Bagi banyak orang, istilah distonia dan sindrom Tourette mungkin masih terdengar asing. Namun, jika disebutkan gejala seperti kedutan wajah, gerakan leher yang tidak terkendali (tengleng), atau suara yang keluar secara spontan, banyak dari kita langsung memahaminya. Dua gangguan neurologis ini dapat mengganggu aktivitas sehari-hari secara signifikan dan mempengaruhi kualitas hidup penderitanya. Bagi mereka yang menderita dalam kondisi berat, terapi konvensional seperti obat-obatan dan fisioterapi sering kali tidak cukup.

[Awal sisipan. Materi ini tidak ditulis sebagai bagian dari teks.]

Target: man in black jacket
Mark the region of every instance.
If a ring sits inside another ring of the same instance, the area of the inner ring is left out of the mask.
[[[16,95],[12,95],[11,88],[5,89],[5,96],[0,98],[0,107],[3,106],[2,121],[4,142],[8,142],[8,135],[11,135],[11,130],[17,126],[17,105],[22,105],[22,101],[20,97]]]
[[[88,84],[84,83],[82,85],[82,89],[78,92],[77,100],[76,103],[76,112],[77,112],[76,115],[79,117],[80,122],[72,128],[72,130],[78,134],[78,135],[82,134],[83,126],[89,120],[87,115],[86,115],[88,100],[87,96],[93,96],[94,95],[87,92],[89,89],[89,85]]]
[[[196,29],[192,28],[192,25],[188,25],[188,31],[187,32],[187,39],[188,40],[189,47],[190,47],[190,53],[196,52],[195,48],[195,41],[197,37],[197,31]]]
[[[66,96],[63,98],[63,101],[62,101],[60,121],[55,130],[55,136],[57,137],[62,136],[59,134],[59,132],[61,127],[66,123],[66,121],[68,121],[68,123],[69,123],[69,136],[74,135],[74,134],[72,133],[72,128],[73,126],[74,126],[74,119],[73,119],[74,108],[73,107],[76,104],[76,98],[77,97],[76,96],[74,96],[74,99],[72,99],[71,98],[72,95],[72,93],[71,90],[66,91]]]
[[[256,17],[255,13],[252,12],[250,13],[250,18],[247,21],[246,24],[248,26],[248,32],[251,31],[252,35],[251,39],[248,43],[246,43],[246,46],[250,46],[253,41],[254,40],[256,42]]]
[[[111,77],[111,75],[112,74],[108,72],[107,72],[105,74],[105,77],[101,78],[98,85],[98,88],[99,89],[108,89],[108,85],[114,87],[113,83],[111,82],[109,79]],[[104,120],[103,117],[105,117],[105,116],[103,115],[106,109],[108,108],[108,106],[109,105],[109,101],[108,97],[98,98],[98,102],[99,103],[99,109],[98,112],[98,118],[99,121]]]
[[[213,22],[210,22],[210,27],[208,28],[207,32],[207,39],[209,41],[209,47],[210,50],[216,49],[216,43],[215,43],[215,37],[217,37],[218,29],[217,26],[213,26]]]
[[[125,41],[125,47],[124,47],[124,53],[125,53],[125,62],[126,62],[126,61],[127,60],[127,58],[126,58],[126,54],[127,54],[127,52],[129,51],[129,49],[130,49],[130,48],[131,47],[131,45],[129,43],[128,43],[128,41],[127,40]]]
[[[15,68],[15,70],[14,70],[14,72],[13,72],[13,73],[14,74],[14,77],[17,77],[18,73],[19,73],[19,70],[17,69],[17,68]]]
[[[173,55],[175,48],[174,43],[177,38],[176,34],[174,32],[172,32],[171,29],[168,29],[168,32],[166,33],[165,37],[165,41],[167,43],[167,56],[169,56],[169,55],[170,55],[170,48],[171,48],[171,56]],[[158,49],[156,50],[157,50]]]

Salah satu solusi medis terbaru yang kini semakin berkembang adalah Deep Brain Stimulation (DBS).
RS Siloam Lippo Village telah menjadi salah satu pelopor dalam penerapan prosedur ini di Indonesia, mengadopsi pendekatan multidisiplin dan teknologi terkini. DBS menawarkan harapan baru bagi pasien distonia dan sindrom Tourette yang menderita gejala berat. Namun, bagaimana sebenarnya DBS berfungsi dan siapa saja yang dapat menjalani prosedur ini?
Distonia adalah gangguan saraf yang ditandai dengan kekakuan otot berkepanjangan, gerakan berulang, dan postur tubuh yang tidak normal. Menurut Dr. dr. Rocksy Fransisca V. Situmeang, SpN (K), dokter spesialis neurologi di RS Siloam Lippo Village, gangguan ini dapat menyerang berbagai grup otot. Misalnya, otot leher yang menyebabkan tengleng, atau otot wajah yang menyebabkan kedutan. Selain itu, distonia juga dapat meliputi suara aneh yang tidak terkontrol dari otot vokal dan gerakan tidak terkendali pada tangan serta kaki.

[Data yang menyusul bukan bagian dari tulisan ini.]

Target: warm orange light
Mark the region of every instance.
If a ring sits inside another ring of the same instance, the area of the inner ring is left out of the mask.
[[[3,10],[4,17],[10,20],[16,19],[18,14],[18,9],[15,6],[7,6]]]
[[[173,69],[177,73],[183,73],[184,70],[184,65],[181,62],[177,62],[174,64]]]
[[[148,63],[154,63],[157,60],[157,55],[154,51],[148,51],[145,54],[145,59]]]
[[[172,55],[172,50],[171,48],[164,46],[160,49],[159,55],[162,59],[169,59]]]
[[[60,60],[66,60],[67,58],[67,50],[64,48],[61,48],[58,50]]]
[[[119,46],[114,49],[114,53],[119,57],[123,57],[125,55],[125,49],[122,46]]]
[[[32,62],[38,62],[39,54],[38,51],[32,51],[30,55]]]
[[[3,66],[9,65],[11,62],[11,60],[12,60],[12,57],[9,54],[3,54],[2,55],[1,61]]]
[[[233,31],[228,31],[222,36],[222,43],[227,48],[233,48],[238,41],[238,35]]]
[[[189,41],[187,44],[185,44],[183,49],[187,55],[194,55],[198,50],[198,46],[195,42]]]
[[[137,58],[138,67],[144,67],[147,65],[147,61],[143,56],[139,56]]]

Meski gejala distonia sering kali dianggap sepele, diagnosanya memerlukan evaluasi klinis yang mendalam yang mencakup wawancara medis, MRI, serta tes genetik. Hal ini penting agar pengobatan yang tepat dapat diberikan.

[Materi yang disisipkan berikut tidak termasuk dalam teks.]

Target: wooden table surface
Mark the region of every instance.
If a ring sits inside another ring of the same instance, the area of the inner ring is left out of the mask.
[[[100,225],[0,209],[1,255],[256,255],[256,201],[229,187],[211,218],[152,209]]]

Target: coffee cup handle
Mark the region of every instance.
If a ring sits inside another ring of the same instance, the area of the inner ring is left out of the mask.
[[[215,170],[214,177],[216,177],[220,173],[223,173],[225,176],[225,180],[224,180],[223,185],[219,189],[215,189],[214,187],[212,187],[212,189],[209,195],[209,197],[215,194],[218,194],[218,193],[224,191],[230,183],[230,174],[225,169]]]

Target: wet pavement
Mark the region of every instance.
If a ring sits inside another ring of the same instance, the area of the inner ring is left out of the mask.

Sementara itu, sindrom Tourette merupakan gangguan neurologis yang lebih dikenal melalui tics, yaitu gerakan atau suara yang muncul tanpa disengaja. Tics ini bisa berupa kedutan pada wajah atau suara tertentu yang tidak dapat dikontrol. Gejala ini membuat penderitanya sering mengalami kesulitan dalam interaksi sosial serta dapat menimbulkan kecemasan atau depresi.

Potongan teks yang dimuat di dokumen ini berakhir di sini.